Однако в целом реформа жандармерии оказалась неполной и малоэффективной. Не считая столиц, в которых Охранные отделения являлись просто еще одним департаментом под управлением градоначальника, во всех других городах они оказались выделенными в самостоятельные службы, фактически конкурирующие с уже имеющимися губернскими жандармскими управлениями. Глухая ненависть к "выскочкам" со стороны этих управлений вылилась в непрестанную подковерную борьбу за власть и влияние на губернаторов, очернение конкурентов и тому подобные дрязги, лучше всяких террористов подрывающие эффективность новых органов. Бедность Охранных отделений на местах приводила к отсутствию фондов на оплату осведомителей и прочую конспиративную деятельность, а также к катастрофической нехватке филеров для наружного наблюдения за подпольщиками. Усугублялась ситуация вопиющим непрофессионализмом как руководителей, так и рядовых сотрудников отделений. Все это привело к тому, что роль Охранных отделений на местах в течение нескольких лет оставалась практически нулевой. Лишь в 1908-1909 годах, после того, как революционное движение пошло на спад, их персонал приобрел более-менее приличный уровень квалификации – только для того, чтобы пару лет спустя получить смертельный удар в спину от Джунковского, очередного прекраснодушного временщика – руководителя жандармского корпуса, презирающего политический сыск как таковой.

Буря бушевала в стране, и давно устаревшая российская политическая система оказалась на грани краха. И голоса призывающих к реформам тонули в грохоте бунта и умирали в пыльной тишине чиновничьих кабинетов…

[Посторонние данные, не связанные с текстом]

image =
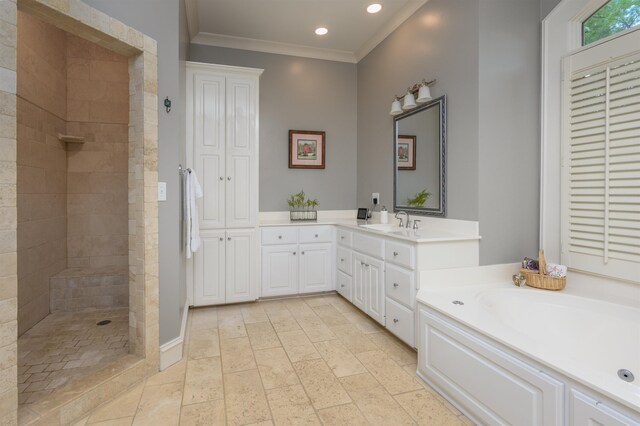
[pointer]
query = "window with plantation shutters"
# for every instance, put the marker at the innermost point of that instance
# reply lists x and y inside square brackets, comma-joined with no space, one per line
[601,158]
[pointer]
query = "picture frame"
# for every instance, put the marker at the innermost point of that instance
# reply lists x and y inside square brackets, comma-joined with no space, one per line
[307,149]
[406,152]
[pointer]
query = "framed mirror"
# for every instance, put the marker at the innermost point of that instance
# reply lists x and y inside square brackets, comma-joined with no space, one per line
[419,163]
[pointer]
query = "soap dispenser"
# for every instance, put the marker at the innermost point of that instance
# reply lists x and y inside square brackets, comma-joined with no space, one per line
[384,215]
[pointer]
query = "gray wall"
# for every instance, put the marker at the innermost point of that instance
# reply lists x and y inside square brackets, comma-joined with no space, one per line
[160,19]
[438,41]
[509,154]
[300,94]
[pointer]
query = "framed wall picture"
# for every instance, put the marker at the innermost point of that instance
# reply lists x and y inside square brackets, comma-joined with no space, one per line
[406,152]
[306,149]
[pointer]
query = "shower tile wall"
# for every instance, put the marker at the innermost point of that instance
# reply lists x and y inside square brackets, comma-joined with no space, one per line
[42,165]
[97,200]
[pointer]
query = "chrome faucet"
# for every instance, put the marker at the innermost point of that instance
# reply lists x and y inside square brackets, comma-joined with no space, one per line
[401,224]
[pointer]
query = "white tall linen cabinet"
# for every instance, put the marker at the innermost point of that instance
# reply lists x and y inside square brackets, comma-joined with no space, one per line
[222,148]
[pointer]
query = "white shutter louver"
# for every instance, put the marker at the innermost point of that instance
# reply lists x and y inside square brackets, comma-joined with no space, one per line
[601,162]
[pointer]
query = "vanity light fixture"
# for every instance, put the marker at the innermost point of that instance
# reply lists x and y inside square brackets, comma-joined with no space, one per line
[374,8]
[421,90]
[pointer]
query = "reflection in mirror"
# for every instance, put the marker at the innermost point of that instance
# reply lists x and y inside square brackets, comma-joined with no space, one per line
[419,159]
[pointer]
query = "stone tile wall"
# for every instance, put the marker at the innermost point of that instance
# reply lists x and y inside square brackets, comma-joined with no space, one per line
[98,110]
[41,165]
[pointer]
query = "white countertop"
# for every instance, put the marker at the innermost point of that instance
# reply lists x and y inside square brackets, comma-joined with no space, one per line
[430,232]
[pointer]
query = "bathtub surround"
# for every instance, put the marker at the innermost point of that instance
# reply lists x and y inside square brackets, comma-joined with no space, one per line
[484,71]
[42,163]
[77,18]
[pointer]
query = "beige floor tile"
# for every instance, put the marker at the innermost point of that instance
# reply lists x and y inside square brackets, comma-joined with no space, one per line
[275,369]
[159,405]
[339,359]
[298,346]
[125,405]
[204,318]
[315,329]
[204,344]
[282,325]
[425,409]
[342,415]
[245,399]
[231,326]
[390,375]
[321,385]
[203,381]
[396,350]
[262,335]
[175,373]
[374,402]
[354,339]
[203,414]
[291,406]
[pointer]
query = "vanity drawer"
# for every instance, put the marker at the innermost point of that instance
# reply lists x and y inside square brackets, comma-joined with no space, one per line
[344,285]
[344,237]
[400,254]
[400,321]
[400,285]
[316,234]
[284,235]
[368,245]
[343,259]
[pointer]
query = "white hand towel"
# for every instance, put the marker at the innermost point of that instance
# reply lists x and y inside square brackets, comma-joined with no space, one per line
[193,191]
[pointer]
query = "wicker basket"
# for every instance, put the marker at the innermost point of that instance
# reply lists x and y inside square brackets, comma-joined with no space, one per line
[539,278]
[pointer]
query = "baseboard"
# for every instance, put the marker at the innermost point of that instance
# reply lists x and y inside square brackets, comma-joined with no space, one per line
[171,352]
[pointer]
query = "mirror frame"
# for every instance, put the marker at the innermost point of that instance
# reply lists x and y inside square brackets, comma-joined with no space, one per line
[423,211]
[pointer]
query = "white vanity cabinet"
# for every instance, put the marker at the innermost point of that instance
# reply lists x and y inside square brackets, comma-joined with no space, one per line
[297,260]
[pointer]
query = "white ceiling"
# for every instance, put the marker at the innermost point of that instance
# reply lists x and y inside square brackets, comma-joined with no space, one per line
[287,26]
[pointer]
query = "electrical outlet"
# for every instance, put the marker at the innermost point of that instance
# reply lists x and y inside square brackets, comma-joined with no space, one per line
[162,191]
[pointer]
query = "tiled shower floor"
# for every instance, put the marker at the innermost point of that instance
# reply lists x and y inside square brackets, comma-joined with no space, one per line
[68,345]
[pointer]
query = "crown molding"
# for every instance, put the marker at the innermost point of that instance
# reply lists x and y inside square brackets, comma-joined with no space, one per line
[409,9]
[243,43]
[191,7]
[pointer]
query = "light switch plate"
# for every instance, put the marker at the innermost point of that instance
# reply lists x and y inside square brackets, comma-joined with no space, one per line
[162,191]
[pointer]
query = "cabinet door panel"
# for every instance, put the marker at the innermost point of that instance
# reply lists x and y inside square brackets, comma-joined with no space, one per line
[359,291]
[316,272]
[241,266]
[240,198]
[209,268]
[279,270]
[209,147]
[375,283]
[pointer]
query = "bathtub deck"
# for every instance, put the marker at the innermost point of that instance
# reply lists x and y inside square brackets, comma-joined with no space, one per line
[68,345]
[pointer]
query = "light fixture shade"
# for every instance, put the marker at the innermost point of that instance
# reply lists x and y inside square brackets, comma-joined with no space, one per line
[395,107]
[424,94]
[409,101]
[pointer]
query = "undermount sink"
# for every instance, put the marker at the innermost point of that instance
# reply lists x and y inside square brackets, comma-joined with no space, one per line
[382,227]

20 октября 1583 г. Мокола. Резиденция Народного Председателя

Олег отложил газету в сторону и внимательно посмотрел на Мучника. Председатель комитета по делам печати, грозного Кодепа, наводящий ужас на редакторов газет, неважно, больших или малых, важных или малозначащих, всеростанийского значения или же не выходящих за пределы стенда на фабрике, походил на кипящий чайник – как минимум раскаленно-красным цветом лица и непрестанным побулькиванием от переполняющих чувств. Народный Председатель откинулся на спинку кресла и с интересом посмотрел на визитера.

– Да, неплохое интервью получилось, – согласился он. – Конечно, не слишком длинное, но я решил, что материалы на тему Второй Революции редактор подберет и без моего участия. А я торопился. Но газету я уже видел, спасибо. У вас что-то конкретное, Аркадий Хосевич?

Чайник забулькал от негодования, но все-таки удержался от взрыва.

– Но это же… это же подрыв самых… самых важных устоев! – горячо забормотал он. – Поймите, Олег Захарович, если каждый начнет в таком вольном ключе обсуждать наши святые…

– Ну и что? – хладнокровно перебил его Олег. – Ну, начнет. Ну, обсудит. Что, по итогам обсуждения машину времени изобретут, чтобы прошлое поменять?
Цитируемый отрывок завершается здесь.